A C H A P E L TA L K
by Yolanda Dong ’17 April 11, 2017 voces
Angels’ Landing T
here’s an old Chinese saying: “读万卷书,行万里路”— “Read ten thousand books, travel ten thousand miles.” So, over spring break, I decided to get started on the latter part, but I did not expect to almost lose my life in Utah. Early that day, our tour guide, Geath, drove us to Zion National Park and told us that Angels Landing is a must-see. So, four young and eager teenagers enthusiastically went to the bottom of the mountain. There hung a wooden sign: Angels Landing, 2.5 miles away. We thought that it was going to be a peaceful, fivemile meander in the mountains, with birds, lake, trees, and beautiful scenery. Not bad. We had charged our professional cameras the day before, wore some extravagant and cumbersome clothes and shoes, and decided to see this Angels Landing. However, as we proceeded, the slopes got steeper and we realized that we had to climb several mountains to get to the destination. The pathway was smooth at first, but soon became so rocky and narrow that we could only walk in single file. My delicate friends, who are precious, only children at home and never do sports, slowed down and dragged behind. We had never actually done any hiking before and were not planning to try it out that day. “Are we almost there?” my friend Chen Xi asked. Geath said, “It says on the GPS that we’ve traveled 0.5 miles. Just two more to go.” The nice plateau path became hills; hills became mountains. After we got to the other side of the mountain, we realized that it was just the very beginning of many more rocky mountains and precipitous cliffs. Soon walking became climbing, and climbing became crawling. Just as we reached what we thought was Angels Landing—after two hours of hard walking—another
narrow path appeared with chains attached to the sides of the mountain. The clouds cloaked the peak so we couldn’t even see the summit. It was horrifying. Later on, I saw a description of Angels Landing online. It said, “The Angels Landing Trail is one of the most famous and thrilling hikes in the national park system. Zion’s pride and joy runs along a narrow rock fin with dizzying drop-offs on both sides. Such an intimidating path is rarely frequented by hikers. This narrow ridge with deep chasms on each of its flanks allures only the most intrepid hikers. Climbers scale its big walls; hikers pull themselves up by chains and sightseers stand in awe at its stunning nobility. The actual Angels Landing Trail is only a half-mile way, but it is a spectacular half-mile.

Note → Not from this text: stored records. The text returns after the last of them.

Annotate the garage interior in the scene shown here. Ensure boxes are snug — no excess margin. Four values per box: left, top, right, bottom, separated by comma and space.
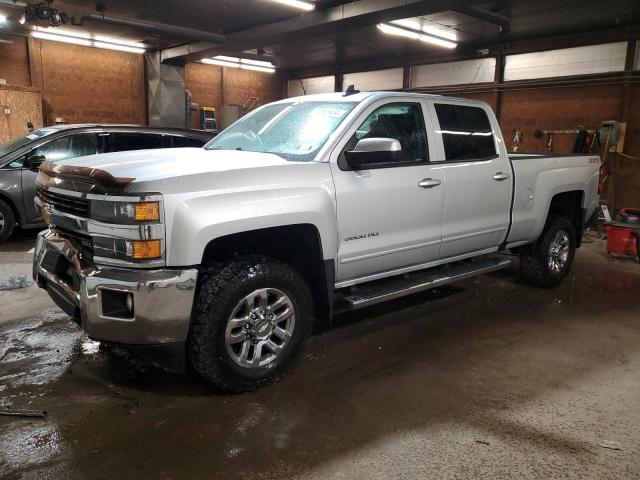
1, 0, 640, 478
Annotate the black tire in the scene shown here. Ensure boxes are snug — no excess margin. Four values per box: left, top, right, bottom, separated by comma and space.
0, 199, 16, 244
520, 216, 576, 288
188, 256, 314, 393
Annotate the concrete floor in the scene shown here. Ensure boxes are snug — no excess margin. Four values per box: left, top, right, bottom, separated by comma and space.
1, 230, 640, 480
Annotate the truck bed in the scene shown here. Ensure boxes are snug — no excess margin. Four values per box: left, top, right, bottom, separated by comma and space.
507, 152, 601, 249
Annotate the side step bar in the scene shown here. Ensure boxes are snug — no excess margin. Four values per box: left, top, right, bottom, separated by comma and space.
336, 256, 512, 311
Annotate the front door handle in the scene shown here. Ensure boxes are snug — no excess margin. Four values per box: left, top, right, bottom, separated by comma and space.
418, 178, 441, 189
493, 172, 510, 181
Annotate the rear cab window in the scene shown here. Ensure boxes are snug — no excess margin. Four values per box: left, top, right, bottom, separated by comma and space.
434, 103, 497, 161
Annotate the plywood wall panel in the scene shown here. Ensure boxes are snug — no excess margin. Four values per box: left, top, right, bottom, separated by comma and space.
31, 39, 146, 125
0, 37, 31, 86
0, 87, 43, 144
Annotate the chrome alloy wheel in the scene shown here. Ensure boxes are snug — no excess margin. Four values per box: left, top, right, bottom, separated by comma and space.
0, 211, 4, 231
225, 288, 296, 368
548, 230, 570, 273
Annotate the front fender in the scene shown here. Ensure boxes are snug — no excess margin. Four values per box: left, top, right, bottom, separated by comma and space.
165, 183, 337, 266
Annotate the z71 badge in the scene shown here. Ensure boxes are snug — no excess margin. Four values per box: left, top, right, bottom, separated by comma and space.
344, 232, 379, 241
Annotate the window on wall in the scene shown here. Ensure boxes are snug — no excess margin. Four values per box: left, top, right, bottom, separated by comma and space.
354, 102, 428, 164
434, 104, 496, 161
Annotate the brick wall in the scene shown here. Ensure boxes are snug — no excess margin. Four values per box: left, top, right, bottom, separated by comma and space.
185, 63, 285, 128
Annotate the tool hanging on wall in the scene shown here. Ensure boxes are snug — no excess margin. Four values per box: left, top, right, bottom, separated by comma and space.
511, 128, 523, 152
546, 132, 553, 152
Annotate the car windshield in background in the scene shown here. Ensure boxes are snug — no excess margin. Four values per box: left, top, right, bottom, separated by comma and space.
0, 128, 57, 158
205, 101, 357, 161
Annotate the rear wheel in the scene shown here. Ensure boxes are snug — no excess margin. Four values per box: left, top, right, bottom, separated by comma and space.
188, 256, 314, 392
520, 216, 576, 288
0, 199, 16, 244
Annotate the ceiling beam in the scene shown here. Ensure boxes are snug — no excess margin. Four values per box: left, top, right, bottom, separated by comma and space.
162, 0, 481, 64
285, 24, 640, 79
451, 6, 510, 32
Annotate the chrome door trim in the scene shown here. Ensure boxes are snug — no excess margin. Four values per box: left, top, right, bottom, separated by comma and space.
340, 239, 442, 264
441, 226, 506, 244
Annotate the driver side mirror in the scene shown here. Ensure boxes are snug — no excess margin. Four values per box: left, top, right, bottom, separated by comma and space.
343, 138, 401, 170
24, 155, 46, 172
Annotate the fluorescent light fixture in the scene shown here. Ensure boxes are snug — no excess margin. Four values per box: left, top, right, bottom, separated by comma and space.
240, 58, 275, 68
31, 29, 146, 54
377, 22, 457, 49
240, 64, 276, 73
0, 14, 7, 23
202, 58, 239, 68
201, 55, 276, 73
32, 31, 91, 47
215, 55, 241, 63
391, 18, 457, 42
269, 0, 314, 11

Kids should not be taken there.” Since 2004, six people have died falling from the trail. Just a month ago, a female climber lost her life because she slipped while taking photos of the scenery. Now, in case I haven’t mentioned this before, we four are not professional hikers; in fact, we had never actually hiked before nor were we equipped at all that day for this kind of hiking. As it turned out, our tour guide Geath confessed to us that he had never reached the actual summit because he had only taken old Chinese tour groups to Zion. He himself had never seen the actual Angels Landing. We got to the two-mile point and saw the scary, chained, halfmile path. He advised us to only take a few photos and return, even though we were only half a mile away from the summit. “We’ve come so far. There was no going back the moment we stepped on this trail. I am not going back until I see this Angels Landing,” a friend said. Our boldness and wild hearts made the decision to take on this seemingly impossible challenge.